PAT is necessary to enable monitoring and control during the manufacturing process. This helps reduce manufacturing costs, batch failures and helps push products towards commercialization.
“The collaborative model will facilitate the sharing of data from research carried out by members of the consortium to help the development of industry specific PAT,” Matthew Durdy, CEO of CGT Catapult told BioProcess Insider.
“This in turn will help reduce batch failures and manufacturing costs associated with the development and production of cell and gene therapies. Overall allowing accelerated development of these therapies and eventual commercialization.”
Each organization will “bring their individual area of expertise and technical competency ranging from product specific to commercial adoption,” said Durdy.
Additionally, the consortium will provide the organization’s with “industry specific knowledge” enabling them to add cell and gene therapy PAT to their service offerings.
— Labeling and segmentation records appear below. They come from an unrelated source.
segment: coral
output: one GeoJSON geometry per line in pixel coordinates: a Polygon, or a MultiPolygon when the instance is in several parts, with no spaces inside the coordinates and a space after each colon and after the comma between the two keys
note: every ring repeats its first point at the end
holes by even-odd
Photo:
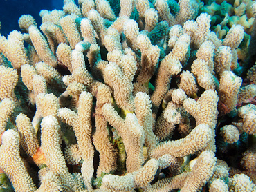
{"type": "Polygon", "coordinates": [[[255,5],[64,0],[40,26],[22,15],[0,35],[1,190],[255,191],[255,5]]]}

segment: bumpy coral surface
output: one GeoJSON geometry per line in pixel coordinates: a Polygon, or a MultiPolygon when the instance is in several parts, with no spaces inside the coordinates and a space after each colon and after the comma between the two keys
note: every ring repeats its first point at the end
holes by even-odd
{"type": "Polygon", "coordinates": [[[255,2],[40,16],[0,35],[0,191],[256,191],[255,2]]]}

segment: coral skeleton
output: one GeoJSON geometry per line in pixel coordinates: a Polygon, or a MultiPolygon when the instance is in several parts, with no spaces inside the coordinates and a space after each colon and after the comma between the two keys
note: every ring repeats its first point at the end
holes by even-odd
{"type": "Polygon", "coordinates": [[[256,2],[77,3],[0,35],[0,191],[256,191],[256,2]]]}

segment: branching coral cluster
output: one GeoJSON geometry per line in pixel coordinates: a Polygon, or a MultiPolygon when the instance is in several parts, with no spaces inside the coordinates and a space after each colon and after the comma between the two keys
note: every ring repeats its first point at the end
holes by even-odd
{"type": "MultiPolygon", "coordinates": [[[[65,0],[39,27],[22,15],[0,36],[0,186],[255,191],[256,68],[235,70],[250,26],[212,31],[219,1],[65,0]]],[[[253,21],[256,3],[238,1],[226,10],[253,21]]]]}

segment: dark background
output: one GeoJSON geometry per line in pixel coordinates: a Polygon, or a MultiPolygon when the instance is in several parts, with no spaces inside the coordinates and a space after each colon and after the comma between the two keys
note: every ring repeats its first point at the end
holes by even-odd
{"type": "Polygon", "coordinates": [[[20,30],[18,20],[24,14],[31,15],[39,26],[41,10],[62,10],[62,7],[63,0],[0,0],[1,35],[6,37],[13,30],[20,30]]]}

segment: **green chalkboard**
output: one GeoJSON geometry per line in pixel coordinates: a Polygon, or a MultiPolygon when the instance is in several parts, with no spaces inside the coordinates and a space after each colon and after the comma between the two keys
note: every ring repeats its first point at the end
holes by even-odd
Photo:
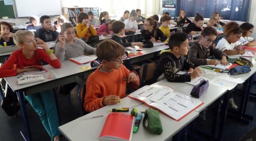
{"type": "Polygon", "coordinates": [[[0,19],[3,18],[2,17],[8,16],[9,18],[15,17],[12,5],[5,5],[4,1],[0,1],[0,19]]]}

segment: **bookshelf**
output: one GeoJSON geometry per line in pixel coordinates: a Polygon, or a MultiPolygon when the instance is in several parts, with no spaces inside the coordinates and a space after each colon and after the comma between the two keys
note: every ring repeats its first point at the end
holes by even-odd
{"type": "Polygon", "coordinates": [[[99,7],[63,7],[63,15],[66,19],[68,19],[69,21],[72,22],[74,25],[78,23],[77,16],[80,12],[84,12],[87,13],[88,12],[91,11],[94,14],[94,17],[98,18],[99,13],[99,7]]]}

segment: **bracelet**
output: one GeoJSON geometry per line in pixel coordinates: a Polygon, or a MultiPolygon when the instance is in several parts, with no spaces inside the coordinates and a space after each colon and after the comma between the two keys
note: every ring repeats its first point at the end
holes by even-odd
{"type": "Polygon", "coordinates": [[[47,54],[49,55],[49,54],[52,53],[54,51],[53,50],[53,49],[51,49],[51,50],[50,50],[47,51],[46,53],[47,53],[47,54]]]}

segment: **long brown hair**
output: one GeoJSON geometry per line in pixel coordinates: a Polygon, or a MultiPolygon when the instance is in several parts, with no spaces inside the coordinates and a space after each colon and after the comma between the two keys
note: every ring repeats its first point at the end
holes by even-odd
{"type": "MultiPolygon", "coordinates": [[[[156,37],[156,30],[157,29],[158,25],[157,22],[152,18],[148,18],[145,19],[145,20],[147,20],[149,22],[149,24],[151,26],[153,26],[153,30],[152,31],[154,34],[154,37],[156,37]]],[[[148,35],[149,34],[149,32],[148,31],[146,31],[146,34],[148,35]]]]}
{"type": "Polygon", "coordinates": [[[60,33],[59,34],[59,36],[58,36],[58,38],[56,39],[56,41],[55,42],[55,47],[56,47],[56,45],[57,44],[57,43],[60,41],[59,40],[59,39],[60,39],[60,36],[64,34],[64,32],[67,30],[67,29],[68,28],[74,28],[74,27],[69,22],[65,22],[62,24],[60,27],[61,30],[60,33]]]}

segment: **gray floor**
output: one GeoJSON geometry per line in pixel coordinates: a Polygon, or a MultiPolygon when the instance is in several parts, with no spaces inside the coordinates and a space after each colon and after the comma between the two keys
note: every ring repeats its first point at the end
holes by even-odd
{"type": "MultiPolygon", "coordinates": [[[[256,92],[256,86],[253,87],[252,91],[256,92]]],[[[72,121],[80,116],[80,107],[77,96],[77,89],[75,89],[71,92],[70,100],[69,101],[67,96],[58,94],[59,106],[61,114],[61,125],[72,121]]],[[[238,105],[240,95],[235,96],[235,102],[238,105]]],[[[247,113],[256,116],[256,100],[250,98],[248,105],[247,113]]],[[[36,113],[31,106],[27,104],[29,121],[30,124],[32,136],[34,141],[50,140],[50,138],[44,130],[36,113]]],[[[197,118],[193,122],[193,125],[199,126],[207,130],[211,126],[213,113],[213,106],[208,108],[206,114],[206,120],[203,121],[197,118]]],[[[2,108],[0,108],[0,140],[23,140],[20,133],[20,130],[24,130],[24,124],[20,111],[18,112],[18,117],[9,117],[2,108]]],[[[223,135],[224,141],[238,141],[243,135],[250,129],[256,125],[256,120],[253,120],[250,124],[247,125],[235,120],[232,117],[228,116],[226,120],[223,135]]],[[[85,127],[86,128],[86,127],[85,127]]],[[[64,137],[62,140],[67,140],[64,137]]],[[[208,140],[203,137],[200,140],[208,140]]]]}

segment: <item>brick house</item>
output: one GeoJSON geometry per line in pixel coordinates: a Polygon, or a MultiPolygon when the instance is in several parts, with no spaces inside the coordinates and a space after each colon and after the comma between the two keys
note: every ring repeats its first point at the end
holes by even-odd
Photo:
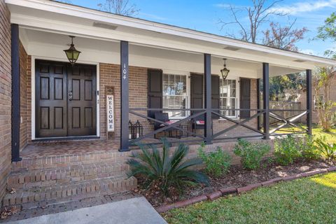
{"type": "MultiPolygon", "coordinates": [[[[334,75],[335,76],[335,75],[334,75]]],[[[336,85],[336,80],[335,78],[330,80],[330,88],[328,91],[328,98],[329,100],[332,100],[333,102],[336,102],[336,89],[332,88],[336,85]]],[[[324,88],[322,88],[318,92],[316,92],[315,90],[315,85],[314,82],[313,82],[313,90],[312,90],[312,101],[313,105],[312,108],[312,122],[314,124],[318,124],[318,114],[316,110],[316,106],[318,106],[318,102],[326,102],[328,100],[325,95],[324,88]]],[[[298,101],[301,103],[301,106],[302,108],[305,108],[307,106],[307,91],[306,89],[302,90],[302,94],[298,99],[298,101]]],[[[304,122],[304,120],[302,120],[304,122]]]]}
{"type": "MultiPolygon", "coordinates": [[[[51,1],[1,0],[0,15],[0,198],[17,189],[4,205],[132,189],[122,162],[157,135],[192,155],[201,141],[230,150],[230,139],[267,141],[280,134],[270,117],[286,119],[268,107],[269,77],[305,71],[309,87],[311,69],[335,64],[51,1]],[[69,36],[81,51],[74,65],[69,36]]],[[[309,132],[311,88],[307,96],[298,116],[309,132]]]]}

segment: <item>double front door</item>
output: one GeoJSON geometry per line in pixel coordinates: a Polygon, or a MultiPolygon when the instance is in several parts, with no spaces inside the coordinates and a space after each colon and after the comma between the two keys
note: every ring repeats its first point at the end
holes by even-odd
{"type": "Polygon", "coordinates": [[[36,137],[96,135],[95,65],[36,60],[36,137]]]}

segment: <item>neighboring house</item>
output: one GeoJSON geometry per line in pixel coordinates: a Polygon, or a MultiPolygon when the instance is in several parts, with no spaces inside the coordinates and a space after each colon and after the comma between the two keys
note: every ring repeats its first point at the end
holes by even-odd
{"type": "MultiPolygon", "coordinates": [[[[314,66],[335,64],[50,1],[1,0],[0,15],[0,197],[6,188],[17,191],[5,205],[130,189],[134,179],[106,176],[124,170],[120,162],[134,144],[155,141],[164,130],[178,136],[172,141],[190,145],[267,139],[275,134],[268,127],[269,91],[260,109],[258,80],[267,90],[270,76],[307,71],[311,81],[314,66]],[[69,36],[81,51],[74,66],[63,51],[69,36]],[[223,58],[230,69],[225,80],[223,58]],[[130,120],[142,126],[136,139],[129,139],[130,120]],[[90,139],[97,141],[84,141],[90,139]],[[105,167],[88,168],[92,164],[105,167]]],[[[303,108],[308,124],[310,106],[303,108]]]]}

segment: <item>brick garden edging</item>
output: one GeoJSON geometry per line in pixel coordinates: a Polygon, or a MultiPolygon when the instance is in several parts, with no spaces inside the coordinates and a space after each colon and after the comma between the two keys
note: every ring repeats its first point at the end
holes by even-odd
{"type": "Polygon", "coordinates": [[[327,169],[320,169],[317,170],[309,171],[309,172],[295,174],[292,176],[274,178],[264,182],[253,183],[253,184],[250,184],[246,186],[241,187],[241,188],[222,188],[220,190],[217,190],[209,194],[202,195],[197,196],[186,200],[177,202],[175,203],[162,205],[157,208],[156,211],[158,213],[164,213],[173,209],[184,207],[188,205],[195,204],[197,202],[204,202],[206,200],[212,202],[220,197],[223,197],[225,195],[233,195],[233,194],[240,194],[247,191],[252,190],[257,188],[270,186],[280,181],[289,181],[304,178],[304,177],[309,177],[309,176],[312,176],[317,174],[326,174],[327,172],[336,172],[336,166],[331,167],[327,169]]]}

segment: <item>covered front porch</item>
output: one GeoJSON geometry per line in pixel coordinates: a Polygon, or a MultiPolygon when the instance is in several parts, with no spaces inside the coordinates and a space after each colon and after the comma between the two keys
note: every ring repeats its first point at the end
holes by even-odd
{"type": "Polygon", "coordinates": [[[69,15],[66,5],[33,1],[6,1],[18,62],[13,89],[20,90],[13,161],[48,151],[127,151],[162,136],[197,145],[269,139],[287,134],[281,129],[288,126],[311,134],[312,69],[328,59],[76,6],[69,15]],[[69,36],[81,51],[74,66],[63,52],[69,36]],[[270,108],[269,78],[299,72],[307,78],[307,108],[281,115],[285,110],[270,108]],[[297,124],[302,118],[304,127],[297,124]]]}

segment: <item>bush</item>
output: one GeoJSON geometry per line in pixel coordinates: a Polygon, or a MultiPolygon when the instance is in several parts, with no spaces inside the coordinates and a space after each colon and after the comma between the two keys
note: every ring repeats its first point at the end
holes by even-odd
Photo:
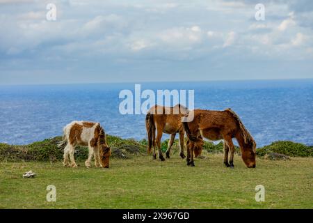
{"type": "Polygon", "coordinates": [[[268,153],[276,153],[293,157],[312,157],[313,148],[291,141],[277,141],[271,145],[257,149],[257,155],[264,156],[268,153]]]}
{"type": "MultiPolygon", "coordinates": [[[[0,161],[51,161],[63,160],[63,150],[58,148],[61,137],[36,141],[29,145],[14,146],[0,144],[0,161]]],[[[120,137],[107,136],[108,144],[112,149],[112,157],[128,158],[132,154],[145,152],[146,146],[134,139],[122,139],[120,137]]],[[[87,159],[87,147],[75,148],[75,160],[87,159]]]]}

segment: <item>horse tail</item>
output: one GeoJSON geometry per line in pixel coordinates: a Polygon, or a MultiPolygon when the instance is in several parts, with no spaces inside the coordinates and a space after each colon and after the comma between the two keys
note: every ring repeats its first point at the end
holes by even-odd
{"type": "Polygon", "coordinates": [[[147,113],[145,116],[145,128],[147,130],[148,139],[147,153],[148,154],[150,154],[151,153],[151,148],[152,147],[152,144],[153,146],[154,146],[154,141],[155,140],[155,125],[152,114],[147,113]]]}
{"type": "MultiPolygon", "coordinates": [[[[188,114],[187,114],[188,116],[188,114]]],[[[185,130],[186,134],[187,134],[187,137],[190,139],[190,141],[193,142],[198,142],[199,139],[198,137],[191,133],[191,131],[190,130],[189,126],[188,125],[188,122],[184,121],[182,122],[184,129],[185,130]]]]}
{"type": "Polygon", "coordinates": [[[99,137],[98,137],[98,145],[106,145],[108,146],[106,144],[106,134],[104,132],[104,129],[99,124],[99,137]]]}
{"type": "Polygon", "coordinates": [[[227,109],[226,111],[230,113],[230,114],[239,125],[245,144],[251,143],[252,144],[253,151],[255,153],[257,146],[255,141],[254,140],[251,134],[250,134],[249,131],[246,128],[245,125],[243,125],[243,123],[242,123],[241,120],[240,120],[239,116],[230,108],[227,109]]]}
{"type": "Polygon", "coordinates": [[[66,127],[63,128],[63,134],[62,135],[62,140],[58,143],[58,148],[64,148],[67,143],[67,139],[66,139],[66,127]]]}

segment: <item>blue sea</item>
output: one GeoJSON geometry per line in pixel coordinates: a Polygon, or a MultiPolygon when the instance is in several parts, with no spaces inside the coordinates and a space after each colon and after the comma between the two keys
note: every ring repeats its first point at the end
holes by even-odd
{"type": "MultiPolygon", "coordinates": [[[[197,108],[232,108],[258,146],[276,140],[313,144],[313,79],[137,84],[142,91],[194,90],[197,108]]],[[[0,86],[0,142],[26,144],[61,135],[73,120],[100,122],[107,134],[142,139],[145,115],[119,112],[120,91],[134,92],[134,84],[0,86]]]]}

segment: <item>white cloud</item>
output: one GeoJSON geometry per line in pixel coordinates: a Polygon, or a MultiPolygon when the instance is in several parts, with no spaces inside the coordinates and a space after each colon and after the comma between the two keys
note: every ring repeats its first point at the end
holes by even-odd
{"type": "Polygon", "coordinates": [[[278,30],[283,31],[287,29],[296,25],[296,22],[294,21],[294,13],[289,14],[289,17],[284,20],[278,26],[278,30]]]}
{"type": "Polygon", "coordinates": [[[305,40],[305,36],[301,33],[298,33],[296,37],[291,40],[291,45],[294,46],[300,46],[304,43],[305,40]]]}
{"type": "Polygon", "coordinates": [[[172,45],[195,44],[201,42],[202,31],[198,26],[172,28],[162,31],[159,37],[163,42],[172,45]]]}
{"type": "Polygon", "coordinates": [[[129,45],[129,47],[131,50],[136,52],[147,47],[148,45],[149,44],[147,43],[147,41],[144,40],[139,40],[131,43],[129,45]]]}
{"type": "Polygon", "coordinates": [[[223,47],[226,47],[233,45],[235,43],[236,39],[237,39],[237,34],[235,32],[231,31],[228,33],[223,47]]]}

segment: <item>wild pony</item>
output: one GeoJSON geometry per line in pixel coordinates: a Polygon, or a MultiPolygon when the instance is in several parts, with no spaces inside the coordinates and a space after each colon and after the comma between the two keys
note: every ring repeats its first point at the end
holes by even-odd
{"type": "Polygon", "coordinates": [[[91,159],[95,155],[96,167],[109,168],[111,151],[106,144],[104,130],[99,123],[74,121],[64,127],[63,140],[58,146],[64,148],[65,167],[77,167],[74,152],[78,145],[88,146],[88,157],[85,162],[86,167],[90,167],[91,159]],[[69,155],[71,163],[68,160],[69,155]]]}
{"type": "MultiPolygon", "coordinates": [[[[202,136],[211,140],[224,139],[224,164],[234,168],[234,146],[232,138],[236,138],[240,146],[241,157],[248,167],[255,167],[256,144],[249,131],[245,128],[238,115],[231,109],[225,111],[195,109],[193,121],[184,122],[183,125],[191,141],[187,150],[187,165],[193,167],[193,149],[195,143],[202,136]],[[230,150],[230,163],[228,152],[230,150]]],[[[186,116],[187,117],[187,116],[186,116]]]]}
{"type": "MultiPolygon", "coordinates": [[[[176,134],[179,134],[179,149],[180,157],[185,158],[184,153],[184,138],[185,132],[182,123],[182,118],[187,114],[188,109],[179,104],[174,107],[164,107],[154,105],[148,111],[145,116],[145,126],[148,139],[148,153],[151,153],[151,148],[153,146],[153,158],[156,159],[155,153],[156,146],[158,147],[159,157],[164,161],[161,150],[161,139],[163,133],[170,134],[170,138],[168,141],[168,149],[166,152],[166,157],[170,158],[170,150],[172,148],[176,134]]],[[[201,153],[202,144],[198,143],[196,155],[201,153]]]]}

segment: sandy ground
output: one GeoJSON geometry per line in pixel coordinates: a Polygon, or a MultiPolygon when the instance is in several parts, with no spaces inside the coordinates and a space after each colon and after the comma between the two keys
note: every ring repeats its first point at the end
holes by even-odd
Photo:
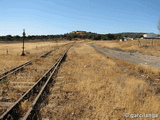
{"type": "Polygon", "coordinates": [[[90,44],[95,49],[99,50],[100,52],[115,57],[120,60],[128,61],[131,63],[139,64],[139,65],[148,65],[150,67],[160,69],[160,57],[159,56],[150,56],[150,55],[143,55],[141,53],[129,53],[123,51],[116,51],[107,48],[101,48],[94,44],[90,44]]]}

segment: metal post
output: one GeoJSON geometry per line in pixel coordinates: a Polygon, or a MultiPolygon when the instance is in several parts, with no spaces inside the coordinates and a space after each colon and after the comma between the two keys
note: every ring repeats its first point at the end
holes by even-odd
{"type": "Polygon", "coordinates": [[[25,56],[25,53],[24,53],[24,38],[25,38],[25,35],[26,35],[25,29],[23,29],[23,47],[22,47],[22,54],[21,54],[21,56],[25,56]]]}

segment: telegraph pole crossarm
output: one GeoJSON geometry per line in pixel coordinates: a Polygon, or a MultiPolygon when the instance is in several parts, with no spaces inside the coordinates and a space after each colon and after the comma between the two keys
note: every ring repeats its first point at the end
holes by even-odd
{"type": "Polygon", "coordinates": [[[26,33],[25,33],[25,29],[23,29],[23,47],[22,47],[22,54],[21,54],[21,56],[25,56],[25,53],[24,53],[24,38],[25,38],[25,36],[26,36],[26,33]]]}

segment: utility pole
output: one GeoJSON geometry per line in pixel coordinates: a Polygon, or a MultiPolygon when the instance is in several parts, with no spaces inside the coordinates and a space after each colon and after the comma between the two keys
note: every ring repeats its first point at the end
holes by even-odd
{"type": "Polygon", "coordinates": [[[25,33],[25,29],[23,29],[23,46],[22,46],[22,54],[21,54],[21,56],[25,56],[25,54],[24,54],[24,38],[25,38],[25,35],[26,35],[26,33],[25,33]]]}

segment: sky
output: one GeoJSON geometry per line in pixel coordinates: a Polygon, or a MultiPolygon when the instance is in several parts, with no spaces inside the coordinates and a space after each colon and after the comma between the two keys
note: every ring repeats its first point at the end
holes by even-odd
{"type": "Polygon", "coordinates": [[[160,0],[0,0],[0,36],[158,33],[160,0]]]}

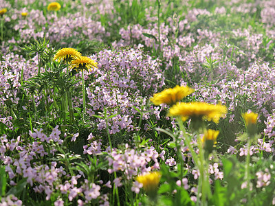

In turn, the development of knowledge and understanding aims to reduce cost and investment risk to each organization and ultimately advance therapeutics in the cell and gene therapy sector.
CGT Catapult is established by non-departmental government body Innovate UK in 2017 to support the burgeoning sector. In March, GSK became the seventh collaborator to take residency at its Stevenage, UK facility.
The full list of organization’s that have formed the PAT consortium are: ABER Instruments; Anthony Nolan; BD; Bio-Techne; Cambridge Consultants; CGT Catapult; ChemoMetec; C-CIT Sensors; Cytiva; Eppendorf; GlaxoSmithKline (GSK); HORIBA; IMSPEX Diagnostics; Kaiser Optical Systems, an Endress+Hauser company; Lonza; Ocean Insight; Ori Biotech; Oxford Nanoimaging; Quantex; See-Through; TeloNostiX; Terumo Blood and Cell Technologies; Univercells Technologies.